The very last thing to do in this code is to compare the average gender features connected to the average of the other parameters.

Finally, we can see whether movie titles that are the highest rated are most commonly coded as male or as female.

In [None]:
# Find the title(s) with the highest Flickmetrix score
max_score = gender_df['Flickmetrix_total'].max()
top_titles = gender_df[gender_df['Flickmetrix_total'] == max_score]

# Get their last letters
top_titles['last_letter'] = top_titles['Title'].str[-1].str.lower()

# Get the most common last letter(s) among all titles
most_common_last_letter = top_10_letters[0]  # 'e', from previous results

print("Title(s) with the highest Flickmetrix score:")
print(top_titles[['Title', 'Flickmetrix_total', 'last_letter', 'Predicted Gender']])

print(f"\nMost common last letter among all titles: '{most_common_last_letter}'")
print("Top 10 most common last letters and their stats:")
for entry in results:
    print(f"Last letter: {entry['last_letter']}, Count: {entry['count']}, Avg runtime: {entry['avg_runtime']}, Top genres: {entry['top_genres']}")
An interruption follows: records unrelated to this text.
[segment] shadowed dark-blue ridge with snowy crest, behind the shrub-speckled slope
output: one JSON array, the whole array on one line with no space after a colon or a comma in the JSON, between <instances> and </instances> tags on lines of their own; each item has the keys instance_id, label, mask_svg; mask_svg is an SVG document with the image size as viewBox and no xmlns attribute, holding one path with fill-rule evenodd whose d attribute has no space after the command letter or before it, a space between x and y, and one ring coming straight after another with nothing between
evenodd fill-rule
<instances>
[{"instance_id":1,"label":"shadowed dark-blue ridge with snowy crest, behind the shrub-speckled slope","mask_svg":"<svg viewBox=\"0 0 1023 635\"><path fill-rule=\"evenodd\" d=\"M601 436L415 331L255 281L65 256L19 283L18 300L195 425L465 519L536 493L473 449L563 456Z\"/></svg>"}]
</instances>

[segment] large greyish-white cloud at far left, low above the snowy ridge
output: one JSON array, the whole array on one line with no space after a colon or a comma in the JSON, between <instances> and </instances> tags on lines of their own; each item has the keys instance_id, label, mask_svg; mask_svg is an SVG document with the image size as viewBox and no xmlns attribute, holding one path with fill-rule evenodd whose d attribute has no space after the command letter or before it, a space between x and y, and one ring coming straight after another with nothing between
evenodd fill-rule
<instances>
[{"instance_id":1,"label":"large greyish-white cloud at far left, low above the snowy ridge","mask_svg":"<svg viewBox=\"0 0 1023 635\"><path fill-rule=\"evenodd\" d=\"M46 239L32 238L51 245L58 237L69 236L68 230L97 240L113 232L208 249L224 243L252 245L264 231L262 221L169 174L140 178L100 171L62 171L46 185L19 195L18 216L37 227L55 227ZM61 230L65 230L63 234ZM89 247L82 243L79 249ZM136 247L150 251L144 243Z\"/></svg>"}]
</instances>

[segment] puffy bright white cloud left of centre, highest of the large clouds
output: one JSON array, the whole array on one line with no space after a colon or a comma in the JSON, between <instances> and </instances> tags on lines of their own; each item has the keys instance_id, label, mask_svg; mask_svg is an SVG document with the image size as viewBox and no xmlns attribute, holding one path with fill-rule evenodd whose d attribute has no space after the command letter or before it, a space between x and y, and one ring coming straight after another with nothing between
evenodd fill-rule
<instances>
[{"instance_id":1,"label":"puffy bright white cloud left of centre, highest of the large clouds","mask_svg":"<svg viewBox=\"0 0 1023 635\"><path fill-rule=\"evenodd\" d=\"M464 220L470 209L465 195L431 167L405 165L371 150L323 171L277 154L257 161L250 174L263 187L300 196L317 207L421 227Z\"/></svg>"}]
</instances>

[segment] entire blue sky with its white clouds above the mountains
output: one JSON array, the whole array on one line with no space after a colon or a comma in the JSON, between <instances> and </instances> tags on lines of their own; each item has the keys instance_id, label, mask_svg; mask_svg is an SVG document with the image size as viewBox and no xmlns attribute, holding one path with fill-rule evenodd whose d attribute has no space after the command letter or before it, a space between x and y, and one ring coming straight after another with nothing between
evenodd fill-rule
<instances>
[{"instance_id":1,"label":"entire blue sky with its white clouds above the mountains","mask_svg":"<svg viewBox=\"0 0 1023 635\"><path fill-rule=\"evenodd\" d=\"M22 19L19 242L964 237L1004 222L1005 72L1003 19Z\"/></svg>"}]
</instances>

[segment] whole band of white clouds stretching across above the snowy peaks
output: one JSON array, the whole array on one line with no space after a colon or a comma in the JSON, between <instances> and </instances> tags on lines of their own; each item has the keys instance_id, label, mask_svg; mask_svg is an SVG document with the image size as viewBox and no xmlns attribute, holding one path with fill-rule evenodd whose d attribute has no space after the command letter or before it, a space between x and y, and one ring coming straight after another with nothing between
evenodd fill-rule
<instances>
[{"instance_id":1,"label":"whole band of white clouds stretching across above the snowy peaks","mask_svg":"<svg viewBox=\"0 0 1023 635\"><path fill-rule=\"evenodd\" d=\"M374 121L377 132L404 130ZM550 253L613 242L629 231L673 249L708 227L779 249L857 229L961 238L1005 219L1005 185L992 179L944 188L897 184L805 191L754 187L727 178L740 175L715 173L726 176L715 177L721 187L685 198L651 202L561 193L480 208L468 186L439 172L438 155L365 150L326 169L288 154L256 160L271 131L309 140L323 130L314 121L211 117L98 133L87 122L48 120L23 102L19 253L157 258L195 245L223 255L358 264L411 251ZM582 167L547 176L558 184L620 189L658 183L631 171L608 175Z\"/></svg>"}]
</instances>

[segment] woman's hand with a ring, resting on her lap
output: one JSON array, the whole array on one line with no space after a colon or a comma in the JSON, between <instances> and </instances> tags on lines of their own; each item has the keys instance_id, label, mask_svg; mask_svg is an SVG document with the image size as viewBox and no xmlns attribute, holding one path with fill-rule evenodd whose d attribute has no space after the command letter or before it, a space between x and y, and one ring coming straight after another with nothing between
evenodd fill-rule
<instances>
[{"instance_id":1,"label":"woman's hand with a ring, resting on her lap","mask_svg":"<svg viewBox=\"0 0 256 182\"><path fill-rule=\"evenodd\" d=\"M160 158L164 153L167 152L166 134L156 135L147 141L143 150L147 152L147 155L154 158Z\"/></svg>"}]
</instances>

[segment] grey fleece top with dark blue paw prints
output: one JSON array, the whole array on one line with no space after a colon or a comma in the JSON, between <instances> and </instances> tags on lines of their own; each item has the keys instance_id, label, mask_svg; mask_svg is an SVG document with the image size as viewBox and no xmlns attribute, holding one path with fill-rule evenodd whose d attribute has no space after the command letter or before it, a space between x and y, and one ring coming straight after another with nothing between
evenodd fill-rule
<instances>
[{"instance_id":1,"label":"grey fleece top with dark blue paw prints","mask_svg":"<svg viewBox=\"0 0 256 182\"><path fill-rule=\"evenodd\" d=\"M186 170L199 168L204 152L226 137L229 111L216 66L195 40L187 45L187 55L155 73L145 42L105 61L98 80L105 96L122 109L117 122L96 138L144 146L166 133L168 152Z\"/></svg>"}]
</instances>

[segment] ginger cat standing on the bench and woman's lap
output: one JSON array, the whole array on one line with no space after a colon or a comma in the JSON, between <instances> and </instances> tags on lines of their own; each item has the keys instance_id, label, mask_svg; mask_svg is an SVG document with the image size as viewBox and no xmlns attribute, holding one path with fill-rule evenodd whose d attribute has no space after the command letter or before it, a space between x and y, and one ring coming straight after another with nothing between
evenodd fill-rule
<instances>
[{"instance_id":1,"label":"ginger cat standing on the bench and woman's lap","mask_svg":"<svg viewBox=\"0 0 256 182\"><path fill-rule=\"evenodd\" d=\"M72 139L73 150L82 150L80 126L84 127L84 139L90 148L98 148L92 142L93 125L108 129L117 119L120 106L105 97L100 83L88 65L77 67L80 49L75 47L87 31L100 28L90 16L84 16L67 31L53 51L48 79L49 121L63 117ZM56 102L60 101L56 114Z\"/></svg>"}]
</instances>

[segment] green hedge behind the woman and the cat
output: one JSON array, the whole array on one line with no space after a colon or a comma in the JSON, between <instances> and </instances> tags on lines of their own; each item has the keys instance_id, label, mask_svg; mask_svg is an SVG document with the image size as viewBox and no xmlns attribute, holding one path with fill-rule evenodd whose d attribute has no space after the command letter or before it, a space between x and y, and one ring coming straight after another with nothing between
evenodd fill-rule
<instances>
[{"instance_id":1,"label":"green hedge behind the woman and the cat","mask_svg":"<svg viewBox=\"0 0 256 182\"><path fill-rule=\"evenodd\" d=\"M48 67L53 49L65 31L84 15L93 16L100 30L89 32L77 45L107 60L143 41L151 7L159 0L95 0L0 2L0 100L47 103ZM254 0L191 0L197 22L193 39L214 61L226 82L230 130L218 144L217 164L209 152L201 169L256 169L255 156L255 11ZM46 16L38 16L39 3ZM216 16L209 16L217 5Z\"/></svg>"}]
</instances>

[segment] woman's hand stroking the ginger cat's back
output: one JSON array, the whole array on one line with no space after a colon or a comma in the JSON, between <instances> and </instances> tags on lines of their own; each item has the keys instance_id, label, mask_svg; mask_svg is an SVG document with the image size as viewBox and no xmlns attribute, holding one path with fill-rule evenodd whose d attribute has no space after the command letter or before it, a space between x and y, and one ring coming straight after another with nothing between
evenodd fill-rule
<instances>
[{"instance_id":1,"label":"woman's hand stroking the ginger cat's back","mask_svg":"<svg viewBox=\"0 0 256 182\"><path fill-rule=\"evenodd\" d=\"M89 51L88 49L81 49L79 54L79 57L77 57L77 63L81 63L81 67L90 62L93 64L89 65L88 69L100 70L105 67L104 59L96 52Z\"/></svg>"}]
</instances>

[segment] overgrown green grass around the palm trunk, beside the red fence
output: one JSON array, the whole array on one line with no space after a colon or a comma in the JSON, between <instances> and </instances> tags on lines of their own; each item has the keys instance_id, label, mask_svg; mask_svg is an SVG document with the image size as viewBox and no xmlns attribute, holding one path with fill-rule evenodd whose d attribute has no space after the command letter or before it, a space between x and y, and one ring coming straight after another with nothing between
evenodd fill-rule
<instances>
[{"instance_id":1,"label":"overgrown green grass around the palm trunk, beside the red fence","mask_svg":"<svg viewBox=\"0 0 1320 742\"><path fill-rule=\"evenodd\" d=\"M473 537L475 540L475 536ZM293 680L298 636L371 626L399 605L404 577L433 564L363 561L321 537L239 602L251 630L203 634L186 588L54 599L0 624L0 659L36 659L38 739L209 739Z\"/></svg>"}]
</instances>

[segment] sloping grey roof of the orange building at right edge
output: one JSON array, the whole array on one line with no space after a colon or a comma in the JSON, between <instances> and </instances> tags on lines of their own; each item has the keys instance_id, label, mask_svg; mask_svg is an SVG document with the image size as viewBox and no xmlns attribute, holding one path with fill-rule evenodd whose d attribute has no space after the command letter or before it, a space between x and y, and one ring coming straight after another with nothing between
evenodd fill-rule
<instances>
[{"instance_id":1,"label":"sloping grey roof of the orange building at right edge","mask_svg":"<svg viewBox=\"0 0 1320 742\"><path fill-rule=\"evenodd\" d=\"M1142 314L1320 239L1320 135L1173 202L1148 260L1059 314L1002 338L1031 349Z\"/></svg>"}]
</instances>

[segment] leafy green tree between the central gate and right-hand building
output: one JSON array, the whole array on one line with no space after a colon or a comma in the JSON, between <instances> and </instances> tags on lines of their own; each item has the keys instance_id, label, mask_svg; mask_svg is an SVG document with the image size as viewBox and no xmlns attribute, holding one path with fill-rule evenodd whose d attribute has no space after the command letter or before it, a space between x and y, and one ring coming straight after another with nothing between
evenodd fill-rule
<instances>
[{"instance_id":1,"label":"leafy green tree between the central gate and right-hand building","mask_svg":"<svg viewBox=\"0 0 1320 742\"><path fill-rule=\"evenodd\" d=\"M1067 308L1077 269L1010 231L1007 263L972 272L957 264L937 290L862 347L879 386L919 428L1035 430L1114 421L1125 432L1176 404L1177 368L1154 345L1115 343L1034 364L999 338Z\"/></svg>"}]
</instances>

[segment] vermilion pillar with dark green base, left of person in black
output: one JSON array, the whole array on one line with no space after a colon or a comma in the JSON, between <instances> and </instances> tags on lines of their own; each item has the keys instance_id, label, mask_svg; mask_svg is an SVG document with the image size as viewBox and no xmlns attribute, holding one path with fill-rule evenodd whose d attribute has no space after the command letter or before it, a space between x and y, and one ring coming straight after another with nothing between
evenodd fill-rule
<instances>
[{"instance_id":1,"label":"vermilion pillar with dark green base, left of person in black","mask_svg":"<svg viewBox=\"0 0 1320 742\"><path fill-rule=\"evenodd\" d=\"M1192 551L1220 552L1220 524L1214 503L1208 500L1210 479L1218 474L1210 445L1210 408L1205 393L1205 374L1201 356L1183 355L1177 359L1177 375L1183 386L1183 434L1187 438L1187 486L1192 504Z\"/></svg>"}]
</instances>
results_df = pd.DataFrame(results)
results_df

In [None]:
# Add most common predicted gender for each last letter to the results table
results_with_gender = []

for entry in results:
    letter = entry['last_letter']
    # Find indices in title_features_cleaned where last_letter matches
    mask = [features['last_letter'].lower() == letter for features in title_features_cleaned]
    # Get predicted genders for these titles
    genders = [g for g, m in zip(title_genders_cleaned, mask) if m]
    # Count most common gender
    if genders:
        most_common_gender = Counter(genders).most_common(1)[0][0]
    else:
        most_common_gender = None
    entry_with_gender = entry.copy()
    entry_with_gender['most_common_gender'] = most_common_gender
    results_with_gender.append(entry_with_gender)

# Display as DataFrame
pd.DataFrame(results_with_gender)

In [None]:
# Calculate female to male ratio for the 10 most common last letters
ratios = []
for entry in results_with_gender[:10]:
    # Only process if entry is a dict or a tuple whose second element is a dict with 'last_letter'
    entry_dict = None
    if isinstance(entry, dict) and 'last_letter' in entry:
        entry_dict = entry
    elif isinstance(entry, tuple) and len(entry) > 1 and isinstance(entry[1], dict) and 'last_letter' in entry[1]:
        entry_dict = entry[1]
    # Skip entries that do not have the expected structure
    if entry_dict is None:
        continue
    letter = entry_dict['last_letter']
    # Find indices in title_features_cleaned where last_letter matches
    mask = [features['last_letter'].lower() == letter for features in title_features_cleaned]
    # Get predicted genders for these titles
    genders = [g for g, m in zip(title_genders_cleaned, mask) if m]
    female_count = genders.count('female')
    male_count = genders.count('male')
    ratio = female_count / male_count if male_count > 0 else float('inf')
    ratios.append({
        'last_letter': letter,
        'female': female_count,
        'male': male_count,
        'female_to_male_ratio': ratio,
        'most_common_gender': entry_dict.get('most_common_gender')
    })

ratios_df = pd.DataFrame(ratios)

# Top 20 movies by Flickmetrix score with gender attached
top20 = gender_df.sort_values('Flickmetrix_total', ascending=False).head(20)[['Title', 'Predicted Gender', 'Flickmetrix_total']]
print("\nTop 20 scores from Flick Metrix with predicted gender attached:")
top20

In [None]:
# Let's write some code to calculate the specific ratio between male and female counts
male_count = (top20['Predicted Gender'] == 'male').sum()
female_count = (top20['Predicted Gender'] == 'female').sum()
if female_count > 0:
    male_female_ratio = male_count / female_count
else:
    male_female_ratio = float('inf')
print(f"\nIn the top 20: male={male_count}, female={female_count}, male/female ratio={male_female_ratio:.2f}")

That's it! We can now prove by the metrics that for the pool of 2024 releases favor an average runtime of 115-116 minutes, having the genres of drama, thriller and action, and are determined to have male features for their titles, usually ending in e, s, or n.